'The Notebook' Drinking Game For Valentine's Day
When it comes to Noah, Allie and their purest love, it still isn't over
So you think you're ready to drink your way through The Notebook? You think you're prepared to sit down with the beautifully tragic, achingly romantic, poetically melancholic 2004 classic based on the Nicholas Sparks novel AND add alcohol to the mix? All we can say is grab tissues.
From the innocence of Noah and Allie's first summer together to the incredible frustration with their time apart to the unbelievably hopeful sadness of their final moments, this film has truly made its mark on romantics everywhere. For over a decade, boyfriends have been forced to sit through it, and relationships have crumbled under its unrealistic expectations about love.

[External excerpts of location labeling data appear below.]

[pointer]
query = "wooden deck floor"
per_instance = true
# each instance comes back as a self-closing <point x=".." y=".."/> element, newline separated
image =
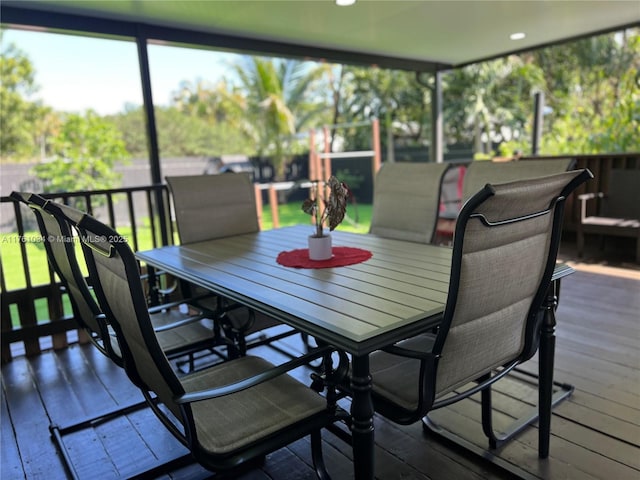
<point x="595" y="434"/>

Still, we can't help but adore The Notebook, and a good bottle of red wine can only make things better. Grab a glass (or a straw) and settle in for a love that "plants a fire in our hearts and brings peace to our minds."
Drink . . .
① Whenever you cry (duh).
② Whenever you see a tranquil shot of birds flying over a lake accompanied by the melody of a soft piano.
③ Whenever Noah or Allie does something that would be very inappropriate for a significant other to do in real life, but you blow over it because they're so damn CUTE (i.e., threatening suicide by Ferris wheel to get a date, writing 365 unanswered letters to an ex, lying to your kind and honest fiancé about sleeping with another man, etc.).
RELATED Romantic Date-Night Spots That Won't Make You Want to Hurl "
④ Whenever you arrive at a scene that would make you feel awkward if your parents were watching with you.
⑤ Whenever you witness elderly Noah reading from the notebook. Gah.
⑥ Every time Allie's mom or dad is the absolute WORST. (They really suck, don't they?)
⑦ Whenever you hear the main musical theme. (You know, the one that makes you feel as if you'll never be able to recover from the emotional turmoil the film is putting you through.)
⑧ Whenever you wonder why you haven't yet found someone like Noah/Allie (or Ryan Gosling/Rachel McAdams, for that matter).
⑨ When you get to the lake scene. Take a sip for each duck. Actually, just drink the whole time.
⑩ Every time your heart shatters into a million pieces and/or melts into a lifeless puddle at the sight of elderly Allie finally remembering something about her patient and loving husband after all these years.
Take a few long swigs when you hear each of these iconic lines:
① "If you're a bird, I'm a bird."
② "I waited for you for seven years!" Followed closely by, "It's not over. It still isn't over."
③ "I want all of you, forever, everyday. You and me. Every day."
④ "Read this to me, and I'll come back to you."
Finish your drink when you reach . . .
Noah, Allie, a convalescent home and one little bed. They die together, and if that's not worth finishing your drink over, what is?